All Ryan Bingham ever wanted to be was a cowboy. His family ranched in Hobbs, New Mexico and his uncle rode bulls professionally. As a kid, Ryan entered junior rodeos, participating in breakaway roping and riding steers.
“I looked up to my uncle and dad and grandfather and wanted to be like them,” he told Buddy Miller and Jim Lauderdale on a recent visit to The Buddy & Jim Show on SiriusXM Outlaw Country.
But Bingham, whose Fear and Saturday Night was one of last year’s best albums, found that music was tugging at him. He kept bringing his guitar to the rodeos he’d attend on weekends.
“We’d make up songs going down the highway when you’re in the middle of nowhere and can’t get a radio station,” he recalled. “We’d just get out the guitar and just make up these little songs. These little one-liners for thirty seconds.”
Bingham’s dad chased oil field work moving the family from city to city in Texas. By the time Ryan was sixteen and the family settled in the border town of Laredo, he took with him a guitar that his mother bought for his sixteenth birthday.
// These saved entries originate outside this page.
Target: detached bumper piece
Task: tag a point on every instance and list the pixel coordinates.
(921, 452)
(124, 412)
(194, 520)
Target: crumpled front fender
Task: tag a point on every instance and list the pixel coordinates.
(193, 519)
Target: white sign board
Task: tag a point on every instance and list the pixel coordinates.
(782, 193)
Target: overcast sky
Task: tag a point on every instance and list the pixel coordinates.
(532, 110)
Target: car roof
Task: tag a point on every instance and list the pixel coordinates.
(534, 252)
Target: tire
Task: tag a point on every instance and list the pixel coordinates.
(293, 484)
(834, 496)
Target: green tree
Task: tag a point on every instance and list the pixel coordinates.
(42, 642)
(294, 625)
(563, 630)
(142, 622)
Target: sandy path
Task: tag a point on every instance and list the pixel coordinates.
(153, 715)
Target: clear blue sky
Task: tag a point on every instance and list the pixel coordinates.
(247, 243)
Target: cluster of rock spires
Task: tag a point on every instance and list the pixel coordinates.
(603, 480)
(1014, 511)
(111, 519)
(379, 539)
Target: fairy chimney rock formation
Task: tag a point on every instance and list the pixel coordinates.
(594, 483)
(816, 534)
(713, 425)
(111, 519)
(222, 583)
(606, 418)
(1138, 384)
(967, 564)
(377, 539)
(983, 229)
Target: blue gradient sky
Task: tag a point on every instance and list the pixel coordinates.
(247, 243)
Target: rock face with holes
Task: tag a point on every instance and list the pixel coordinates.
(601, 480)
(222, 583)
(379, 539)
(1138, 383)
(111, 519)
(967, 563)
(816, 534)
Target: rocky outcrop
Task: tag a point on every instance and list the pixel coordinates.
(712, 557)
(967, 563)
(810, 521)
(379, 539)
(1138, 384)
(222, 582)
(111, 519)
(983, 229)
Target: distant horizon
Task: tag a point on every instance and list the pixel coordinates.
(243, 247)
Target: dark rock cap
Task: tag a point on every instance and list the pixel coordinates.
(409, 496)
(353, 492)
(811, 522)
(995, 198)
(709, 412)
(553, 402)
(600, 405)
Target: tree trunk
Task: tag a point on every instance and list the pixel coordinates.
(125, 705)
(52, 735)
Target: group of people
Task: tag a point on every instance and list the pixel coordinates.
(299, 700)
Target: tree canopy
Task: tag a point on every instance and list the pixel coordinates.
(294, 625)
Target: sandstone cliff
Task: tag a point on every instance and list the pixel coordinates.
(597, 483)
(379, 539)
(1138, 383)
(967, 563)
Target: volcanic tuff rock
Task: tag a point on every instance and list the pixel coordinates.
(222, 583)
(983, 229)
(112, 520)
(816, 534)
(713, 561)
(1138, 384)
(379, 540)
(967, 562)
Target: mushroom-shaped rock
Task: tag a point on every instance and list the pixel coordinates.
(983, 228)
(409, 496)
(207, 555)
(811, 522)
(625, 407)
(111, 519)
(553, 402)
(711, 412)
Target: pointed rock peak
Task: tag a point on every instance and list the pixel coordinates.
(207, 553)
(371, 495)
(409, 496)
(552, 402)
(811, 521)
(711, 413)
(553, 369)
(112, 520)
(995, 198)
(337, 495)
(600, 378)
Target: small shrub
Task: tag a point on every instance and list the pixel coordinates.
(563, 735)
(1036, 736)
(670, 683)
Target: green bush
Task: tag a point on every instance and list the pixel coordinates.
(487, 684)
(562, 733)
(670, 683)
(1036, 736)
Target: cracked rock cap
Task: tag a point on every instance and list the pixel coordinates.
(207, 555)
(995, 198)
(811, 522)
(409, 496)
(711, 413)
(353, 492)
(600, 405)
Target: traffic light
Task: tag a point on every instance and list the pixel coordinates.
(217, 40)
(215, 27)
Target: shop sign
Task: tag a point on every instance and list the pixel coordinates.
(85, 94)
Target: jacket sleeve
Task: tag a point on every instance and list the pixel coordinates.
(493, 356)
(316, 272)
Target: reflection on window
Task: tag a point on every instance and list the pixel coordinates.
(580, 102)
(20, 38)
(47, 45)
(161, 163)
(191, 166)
Although taken by Bob Wills, Guy Clark, Joe Ely and Terry Allen, he didn’t start playing until a year later. He was inspired by a next door neighbor who sat on his porch playing old mariachi songs. Bingham would go over and listen to him play all the time. One day he got his courage up, brought his guitar and asked him to show him a few chords. The neighbor played “La Malaguena” for him and taught him a new part every day.
“I came back all week until I learned the parts,” he recounted. “But that was the only song I knew and I just got so sick of playing it. I went out and got a book of guitar chords and taught myself a few chords, like one or two chord progressions and making up tunes about rodeos.” Bingham turned twenty and soon found himself using songs to vent and get things off his chest about how he was feeling. Friends started asking him to play songs and soon the bars were calling.
It took Bingham a few more years to make his first album Mescalito. He was twenty-six by then and beating up the roadhouses, as he put it, driving around in a van and not doing much. Then something happened that changed his life. He met film director Peter Cooper and producer T-Bone Burnett. They were making a movie with Jeff Bridges starring as a down and out country music singer. The film was called Crazy Heart. Burnett took him to lunch, handed him the script and said, “Read it and let me know if you’re inspired.”
Bingham went out on the road and was seeing cornfields for days out in the Midwest. One day, he pulled his guitar out in the back of the van and came up with a song called “The Weary Kind.” Soon he put together a demo and when he got home to Los Angeles called the director. “Are you in L.A.?” Cooper asked. “We’re all at T-Bone’s house. Why don’t you bring it over?”
Bingham remembers the imposing Burnett answering the door (“all eight foot and all”) and coming in to see Jeff Bridges and Buddy Miller sitting inside. Burnett put on the stereo and then asked Bingham to play it live. After he heard it, Burnett said “I think that’ll work.”
For Miller, the song got to the heart of the matter of both the character and movie. The critics agreed and in 2010, Bingham collected a Golden Globe and Academy Award for Best Original Song. It was also named Song of The Year by the Americana Music Association.
“Coming off the road out of a fifteen-passenger van, it happened so fast it was like somebody pushed the ejection button,” he said of the overnight success. “I felt like I was sitting on the couch with all this stuff going on. It was like I was watching a TV show.”
Today, Bingham resides in Topanga Canyon, the storied musical community between Malibu and Santa Monica. He made Fear and Saturday Night in less than a week with producer Jim Scott. Scott turned a warehouse in Santa Clarita into a studio where Bingham says he been collecting things for thirty years. Bingham also had band member Jed Hughes leave his studio behind in Koreatown in downtown Los Angeles and put his gear in Bingham’s barn. “I didn’t know he was going to show up with a truck,” Bingham laughs. Hughes is from Australia and attended the same music college in Texas as Natalie Maines of the Dixie Chicks.
For Fear and Saturday Night, Bingham and his band tracked it live while Scott mixed it as they played. One of the songs Bingham recorded is the gorgeously beautiful “Broken-Hearted Tattoos,” written for his first child who is now six months old.
“I just felt like I was hanging out with a buddy,” Bingham says of making the album.
“The trick,” Miller said of producing, “is to make you feel like you’re not making a record.”